2 PATIENTS AND METHODS
2.1 Study design
The Pathfinder Registry was a prospective, single-arm, multicenter, open-label, observational clinical study assessing the safety and efficacy of the 355 nm laser system in subjects with symptomatic infrainguinal PAD at 10 sites in the United States between August 2020 and March 2021. Institution Review Board (IRB) approval was obtained from a central IRB and all subjects included in the registry signed informed consents before enrollment.
Inclusion criteria were subjects 18 years of age or older with symptomatic infrainguinal PAD. All subjects had documented symptomatic atherosclerotic PAD with claudication or CLTI (Rutherford Classification 2–5). Subjects were excluded if a target lesion was in an bypass graft; there was planned use of another atherectomy device during the same procedure; if the subject was participating in another study using an interventional device that did not have regulatory clearance; if they had comorbid condition(s), which could limit the subject's ability to participate in the trial or to comply with follow-up requirements; or if the subject had anticipated survival of <1 year.
2.2 Endpoints
The primary efficacy endpoint for the study was technical procedural success measured as the percentage of subjects with successful revascularization of target vessel following the use of the 355 nm laser System and any adjunctive treatment if required, including angioplasty and stent placement at the operator's discretion. Successful revascularization was defined as achieving ≤30% residual stenosis at the index lesion postatherectomy and adjunctive therapy as evaluated by an angiographic Core Lab. The primary safety endpoint was the percentage of subjects who did not experience periprocedural major adverse events (PPMAEs) before discharge.
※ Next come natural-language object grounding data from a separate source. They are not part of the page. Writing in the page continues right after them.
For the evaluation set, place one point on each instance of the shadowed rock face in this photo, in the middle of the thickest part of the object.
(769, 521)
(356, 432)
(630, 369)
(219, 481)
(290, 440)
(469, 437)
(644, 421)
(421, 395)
PPMAEs included flow-limiting dissection (National Heart, Lung and Blood Institute [NHLBI] grade > C), clinically significant distal embolization which required more than simple aspiration or a vasodilator, the need for bailout stenting defined as being due to either a flow-limiting dissection per NHLBI grade > C or residual narrowing of >30%, a major or unplanned amputation, target vessel perforation requiring endovascular or surgical repair, or death. Supporting Information S1: Table 1 lists the secondary endpoints for the study.
2.3 Device
The 355 nm laser consists of a single-use catheter containing an array of optical fibers with a blunt rounded blade at its tip to both penetrate and transmit 355 nm coherent laser energy to modify and ablate atherosclerotic plaque. The laser and the blade work in synergy and the unique laser energy delivery profile enables a higher affinity to lesional material than the endothelium of blood vessels, inherently reducing the risk for vessel injury.15, 16 The 355 nm laser catheter is connected to the laser generator and transmits 40 short pulses per second to the occluded or narrowed artery at preset fluency levels of 50 or 60 mJ/mm2. The system has four different single-use catheters with diameters ranging from 0.9 to 2.35 mm. The 2 and 2.35 mm catheters have an aspiration feature intended for debris and thrombus collection and removal from the vessel during the atherectomy procedure. The 2.35 mm catheter also has an “off-center” feature which can facilitate debulking of eccentric lesions. All catheters are inserted over a 300 cm 0.014” guide wire that has been used to cross the lesion intraluminally.
2.4 Study methods
Baseline data were collected to characterize subjects in terms of comorbidities, disease stage, prior treatments, lesion/occlusion baseline characteristics, and details of the atherectomy procedure and the adjunctive therapy. Ankle Brachial Index (ABI) and Rutherford classification were determined, and a Walking Impairment Questionnaire (WIQ)8 was administered pre-procedurally and at 6, 12, and 24 (±1) months following the procedure.
2.5 Study procedure
All subjects underwent atherectomy with the 355 nm laser system. Adjunctive therapy with either standard balloon angioplasty or drug-coated balloon angioplasty and stenting were used per operator discretion.10, 17, 18 Stent placement was limited and at the discretion of the operator. Prospective data, including MAEs, lesion patency rate, and clinical outcomes were collected to evaluate the clinical course of the subjects during the study follow-up period. Procedural angiograms were evaluated by an independent angiographic Core Laboratory (Prairie Education and Research Cooperative d/b/a Synvacor), to determine target vessel(s), target lesion length, diameter stenosis percentage, minimal lumen diameter, and tibial run-off(s). Angiographic films that were captured and submitted in accordance with the predefined angiographic acquisition protocol were qualitatively and quantitatively analyzed using a validated QVA software program (Cardiovascular Angiographic Analysis System). The analysis was done by two different readers, except in cases when values were found inconsistent or problems were identified, then an overread by a third reader or the medical director review was required. All data were collected using an electronic data collection platform. Subjects were managed per each site's standard clinical practices and the 355 nm laser system was utilized per the manufacturer's instructions.
2.6 Statistical analysis
Statistical analysis was performed by the study sponsor. The statistical analyses conducted for quantitative variables included frequency counts and percentages, means, SD, minimums, and maximums of each parameter. Categorical variables were summarized by frequencies and percentages. Unless explicitly stated, percentages utilized a denominator corresponding to the number of unique subjects or lesions that contributed to the endpoint. Statistical analyses were run using SAS Software version 9.4 (SAS Institute Inc.).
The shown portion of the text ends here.